İZMİR, (DHA) – İzmirli araştırmacı gazeteci Sinan Genç, İzmir’in en köklü spor kulüplerinden Süper Lig’deki Göztepe’nin tarihiyle ilgili bilinmeyen belgelere ulaştı. Genç, 14 Haziran 1925’te kurulduğu kabul edilen sarı-kırmızılıların bilinenin aksine Altay’dan kopanların kurduğu bir kulüp olmadığını, kuruluş çalışmalarının daha önce başladığını ortaya çıkardı. Sinan Genç, Türk futbolunun, “Efsane” lakaplı, müzesinde 1 Türkiye Ligi, 2 Türkiye Kupası, birer tane de Cumhurbaşkanlığı ve Federasyon Kupası şampiyonluğu bulunduran, Avrupa’da iki kez çeyrek ve bir kez de yarı final oynama başarısı gösteren, 1980 yılında ise Karşıyaka’yla oynadığı 80 bin kişilik maçta 2’nci Lig’de seyirci rekorunu kıran Göztepe’nin tarihi ile çarpıcı belge ve bilgilere ulaştı.
Sinan Genç, Göztepe’nin sanıldığı ve iddia edildiği gibi Altay’dan kopmadığını, o seyahat sırasında yaşanan kavganın kurulmakta olan kulübün kuruluşunu hızlandırdığını söyledi.

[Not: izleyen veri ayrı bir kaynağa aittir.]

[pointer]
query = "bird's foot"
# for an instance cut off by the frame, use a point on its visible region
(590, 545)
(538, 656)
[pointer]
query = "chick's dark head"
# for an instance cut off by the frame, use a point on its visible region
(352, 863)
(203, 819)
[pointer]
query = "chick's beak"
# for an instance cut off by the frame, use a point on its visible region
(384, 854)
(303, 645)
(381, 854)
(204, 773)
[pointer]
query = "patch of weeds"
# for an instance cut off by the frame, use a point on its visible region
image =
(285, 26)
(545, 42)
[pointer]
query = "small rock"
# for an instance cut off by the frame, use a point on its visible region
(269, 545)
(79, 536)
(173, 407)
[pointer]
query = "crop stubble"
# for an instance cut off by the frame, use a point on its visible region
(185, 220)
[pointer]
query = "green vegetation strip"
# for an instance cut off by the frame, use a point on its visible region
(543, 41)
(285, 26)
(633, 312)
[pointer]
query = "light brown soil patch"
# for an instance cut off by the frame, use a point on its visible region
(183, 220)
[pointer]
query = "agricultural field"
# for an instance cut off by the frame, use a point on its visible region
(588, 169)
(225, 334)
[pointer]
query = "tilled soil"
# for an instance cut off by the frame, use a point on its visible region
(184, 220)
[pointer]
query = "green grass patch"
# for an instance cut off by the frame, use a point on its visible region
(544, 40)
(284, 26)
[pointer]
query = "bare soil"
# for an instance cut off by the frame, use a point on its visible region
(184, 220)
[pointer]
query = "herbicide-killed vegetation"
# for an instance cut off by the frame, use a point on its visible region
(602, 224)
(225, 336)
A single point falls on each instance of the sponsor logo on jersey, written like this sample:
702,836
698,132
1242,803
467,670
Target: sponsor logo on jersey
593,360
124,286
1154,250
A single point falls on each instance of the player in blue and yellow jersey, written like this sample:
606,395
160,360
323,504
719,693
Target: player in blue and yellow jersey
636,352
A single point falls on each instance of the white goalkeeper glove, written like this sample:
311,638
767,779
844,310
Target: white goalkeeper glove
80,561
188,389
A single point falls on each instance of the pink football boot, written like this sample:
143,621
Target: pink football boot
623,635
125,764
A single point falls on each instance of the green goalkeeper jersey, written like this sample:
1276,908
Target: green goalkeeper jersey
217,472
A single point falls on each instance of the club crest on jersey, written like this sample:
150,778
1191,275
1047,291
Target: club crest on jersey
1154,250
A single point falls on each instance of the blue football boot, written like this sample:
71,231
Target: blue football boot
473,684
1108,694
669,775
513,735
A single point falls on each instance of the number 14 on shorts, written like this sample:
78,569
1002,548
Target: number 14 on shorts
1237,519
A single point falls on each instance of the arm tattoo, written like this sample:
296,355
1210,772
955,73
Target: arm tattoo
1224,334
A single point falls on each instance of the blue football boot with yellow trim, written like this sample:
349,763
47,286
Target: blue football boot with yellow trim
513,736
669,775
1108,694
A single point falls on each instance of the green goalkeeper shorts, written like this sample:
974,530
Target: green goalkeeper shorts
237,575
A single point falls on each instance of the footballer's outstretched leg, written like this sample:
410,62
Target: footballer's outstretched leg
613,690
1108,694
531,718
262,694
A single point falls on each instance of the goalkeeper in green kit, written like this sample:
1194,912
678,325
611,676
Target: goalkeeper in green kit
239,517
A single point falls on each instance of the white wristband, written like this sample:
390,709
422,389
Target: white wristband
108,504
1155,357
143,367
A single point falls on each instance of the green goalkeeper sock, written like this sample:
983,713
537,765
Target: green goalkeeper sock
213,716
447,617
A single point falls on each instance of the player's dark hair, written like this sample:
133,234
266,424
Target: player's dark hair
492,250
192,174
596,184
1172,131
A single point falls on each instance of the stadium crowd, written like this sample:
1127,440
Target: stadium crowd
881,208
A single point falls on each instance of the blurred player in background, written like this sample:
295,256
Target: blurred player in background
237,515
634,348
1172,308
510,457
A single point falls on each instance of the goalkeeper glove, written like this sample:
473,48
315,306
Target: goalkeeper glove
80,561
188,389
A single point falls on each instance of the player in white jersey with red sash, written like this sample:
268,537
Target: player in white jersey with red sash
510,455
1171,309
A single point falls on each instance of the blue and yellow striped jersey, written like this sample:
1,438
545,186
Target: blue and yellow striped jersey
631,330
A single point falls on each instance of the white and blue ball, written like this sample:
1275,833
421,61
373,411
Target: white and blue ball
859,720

Dönemin en önemli figürlerinden Şevket Filibeli’nin babası iş adamı Rahmi Filibeli’nin zaten Güzelyalı’ya has, yerli ve milliliği ön planda tutan bir kulüp kurmak için hazırlıklar yaptığını söyleyen Genç, “Kulüp kurma çalışmaları 1925 yılının haziran ayının ortalarında yapılan bir toplantıda şekilleniyor. O toplantıya Yusuf Ziya Selamioğlu, Mithat Efendi, Naci Elbirlik, Nüzhet Bandak ve Muammer Akar da katılıyor. 14 Haziran 1925 tarihi de buradan geliyor. 14 Haziran kulübün kuruluş değil, ateşin ilk yakıldığı gündür” diye konuştu.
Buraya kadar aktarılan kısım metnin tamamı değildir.